Sizi bilmem ama bana heyecan verenin, yenilikçi markalar olduğunu keşfettim. Zaman içinde marka konularına daha farklı yaklaşmayı öğrendim. Yenilikçi, teknoloji ile bağlantılı, tasarımı farklı, gençlerin üretimini hissettiğim ve gençlere yönelik ürün markalarının beni daha çok etkilediğini fark ettim.
İletişim olmadan marka olunmuyor
AppleStore’a son yıllarda farklı ülkelerde defalarca girdim. AppleStore her zaman ilgimi çekti ve mutlaka ziyaret etmek için programımda zaman ayırdım.
Bir markanın tüketiciyle buluşma noktasında bazı kırılımları bulunuyor. Tüketici genel marka algısına baktığı gibi, aynı marka algısına sahip aynı ürünü üreten iki kuruluş arasında kendi ruhuna iyi geleni seçme lüksüne her zaman sahip. Bu nedenle de kuruluşlar tüketiciye ürünün yanında bir de pakete yerleştirdikleri yüz gram ruh, kısaca aşk satıyorlar…)))
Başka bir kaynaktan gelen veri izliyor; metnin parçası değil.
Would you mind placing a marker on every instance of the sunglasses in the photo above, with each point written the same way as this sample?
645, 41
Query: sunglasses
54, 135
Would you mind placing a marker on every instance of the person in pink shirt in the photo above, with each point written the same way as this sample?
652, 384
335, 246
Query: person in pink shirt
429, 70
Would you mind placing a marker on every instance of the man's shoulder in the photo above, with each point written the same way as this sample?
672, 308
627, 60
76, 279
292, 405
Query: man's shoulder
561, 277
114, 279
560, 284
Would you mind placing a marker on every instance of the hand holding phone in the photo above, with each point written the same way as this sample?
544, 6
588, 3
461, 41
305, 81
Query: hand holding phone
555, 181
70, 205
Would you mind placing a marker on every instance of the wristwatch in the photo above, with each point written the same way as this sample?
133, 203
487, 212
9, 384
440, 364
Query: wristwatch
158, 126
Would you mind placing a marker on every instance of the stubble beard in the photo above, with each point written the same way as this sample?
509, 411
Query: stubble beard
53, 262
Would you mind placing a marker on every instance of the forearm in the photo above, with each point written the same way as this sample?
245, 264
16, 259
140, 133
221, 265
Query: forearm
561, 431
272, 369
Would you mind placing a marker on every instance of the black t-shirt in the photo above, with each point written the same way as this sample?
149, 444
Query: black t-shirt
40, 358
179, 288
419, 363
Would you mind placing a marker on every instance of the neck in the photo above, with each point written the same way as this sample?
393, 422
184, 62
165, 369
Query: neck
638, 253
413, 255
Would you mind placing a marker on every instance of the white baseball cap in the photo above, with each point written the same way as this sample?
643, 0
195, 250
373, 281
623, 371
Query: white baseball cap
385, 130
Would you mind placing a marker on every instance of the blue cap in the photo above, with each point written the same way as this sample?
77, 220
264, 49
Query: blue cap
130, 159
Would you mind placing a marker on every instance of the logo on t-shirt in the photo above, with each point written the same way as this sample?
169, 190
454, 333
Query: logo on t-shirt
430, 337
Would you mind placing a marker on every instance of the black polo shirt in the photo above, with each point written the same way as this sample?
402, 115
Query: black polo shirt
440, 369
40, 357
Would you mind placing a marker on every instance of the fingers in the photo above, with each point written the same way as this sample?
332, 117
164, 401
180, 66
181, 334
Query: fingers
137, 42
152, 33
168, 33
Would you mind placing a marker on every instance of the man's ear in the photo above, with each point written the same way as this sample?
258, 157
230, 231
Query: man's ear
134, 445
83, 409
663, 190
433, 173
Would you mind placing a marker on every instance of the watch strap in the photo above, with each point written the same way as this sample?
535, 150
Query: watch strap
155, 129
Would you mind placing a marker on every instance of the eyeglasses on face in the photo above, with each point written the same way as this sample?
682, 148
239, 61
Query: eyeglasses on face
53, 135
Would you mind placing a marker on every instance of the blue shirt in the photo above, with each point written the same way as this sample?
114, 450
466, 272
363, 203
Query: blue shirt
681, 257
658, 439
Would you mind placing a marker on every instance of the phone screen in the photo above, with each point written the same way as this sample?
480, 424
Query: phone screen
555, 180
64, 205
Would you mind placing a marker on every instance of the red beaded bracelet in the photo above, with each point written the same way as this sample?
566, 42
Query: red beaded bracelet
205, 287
Apple dünya üzerinde bir marka heyecanı yaratıyor. Yıllardır gözlemliyoruz, dünyadaki iletişim çalışmaları çok etkileyici. Düşünsenize, merkezde yaratılan heyecan halkalar halinde dünyayı sarıyor. Gençler için Apple ürünleri bir zirve, sahiplerse şanslılar, değillerse hayallerinde sahip oluyorlar.
Diğer yandan, AppleStore’lara en son ne zaman girdiniz bilmiyorum ama, ben geçen ay üç mağazaya girdim. Tıpkı bankalar gibi, önce sıra numarası aldım, sonra içeri girdim, ürünlere baktım, incelemek istediğim ürün için yakışıklı, güzel, güler yüzlü, bilgili, çoğunluğu üniversite öğrencisi olan satıcılardan birinden randevu aldım, sıram gelince de ürünle ilgili bilgi aldım. Ancak, bana verilen sipariş nedeniyle alma kararını hemen veremeyince, bana ayırdığı süre dolduğu için ayrıldı ve ben yeniden randevu sırasına girdim. Sonra tekrar görüşme ve sonuçlandırma…
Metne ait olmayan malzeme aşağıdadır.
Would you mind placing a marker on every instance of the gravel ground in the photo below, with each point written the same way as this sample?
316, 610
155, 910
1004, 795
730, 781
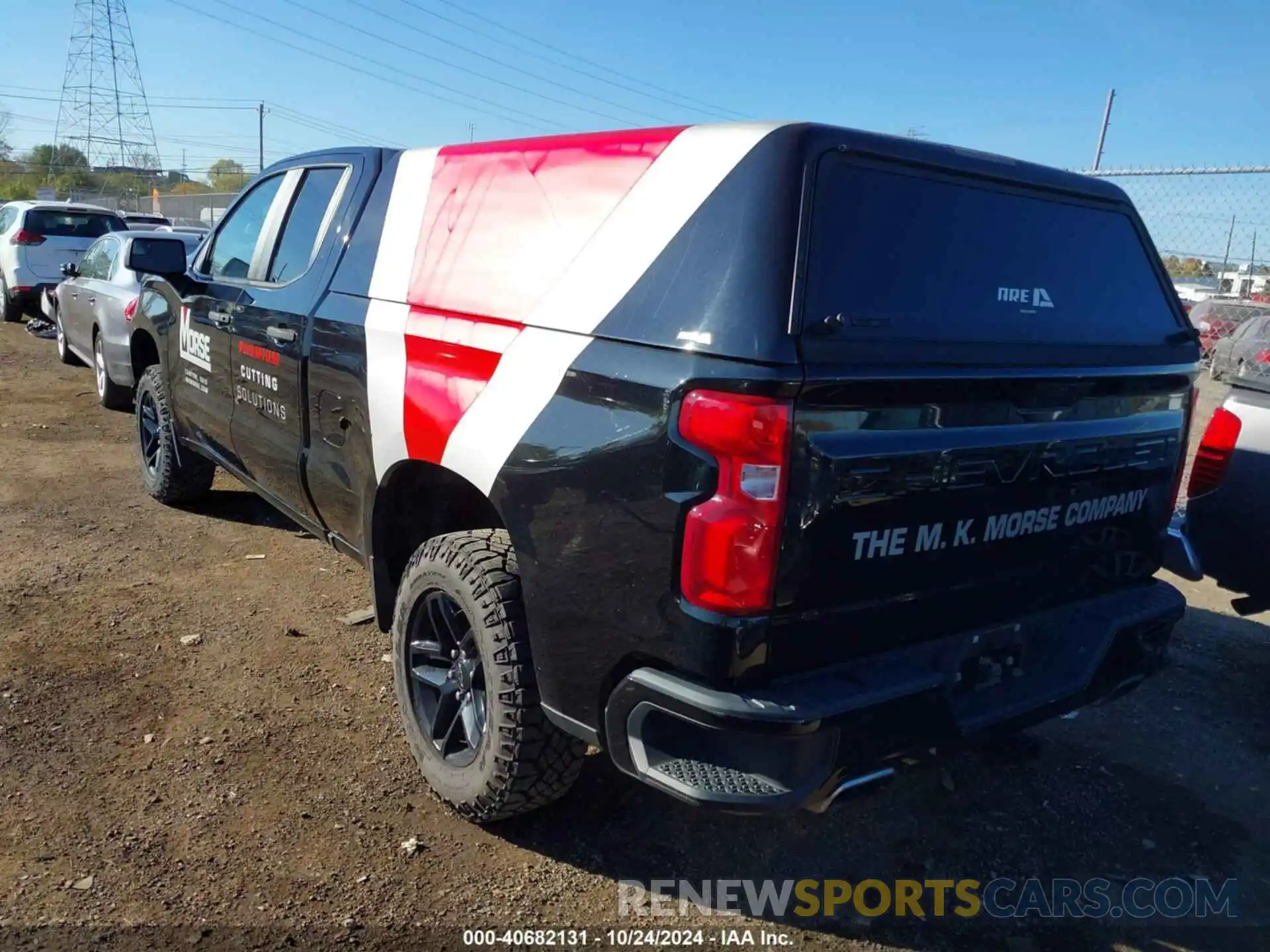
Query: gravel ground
254, 790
Çalışanlar bir markanın ruhu
Aslında çalışanlar bir markanın ruhu, heyecan yaratmada onların payı çok büyük. Marka elçisi onlar aslında. Bu heyecanı onlara yansıtabilmek de onları yakalayabilmekle mümkün. Marka bağımlılığını sağlamak, sahiplenilmesini, bütünleşmeyi sağlamak önemli. Müşteri önemli ve memnun edilmesi her geçen gün zorlaşıyor. Daha çok talepkar müşteri haline dönüşüyor. Markalar da müşteri memnuniyetine, neredeyse ürün kadar önem vermek ve zaman ayırmak zorunda kalıyorlar. Çünkü her bir müşteri yeni müşterileri yaratıyor.
Dünyadaki bir yeni model de, kendi ülkesinde sanayi kurmadan, sadece hizmeti yöneterek marka sahibi olmak. Özellikle tekstil ve elektronikte üretimler Çin, Pakistan ve Hindistan’a kaymış durumda. Elinize aldığınız her ürün Çin malı. Hatta tekstilde Çin kadar olmasa bile Türkiye’de önemli bir üretim merkezi. Türk tekstilci, kendi dünya markası değil ama, dünya markasının ürününü üretiyor.
Marka heyecanından bir anda buralara geldik.
Ama heyecan, her zaman her işte önemli. Dilerim, sizin heyecanınız hiç bitmez, heyecan bireyi her zaman yeniliyor ve gençleştiriyor.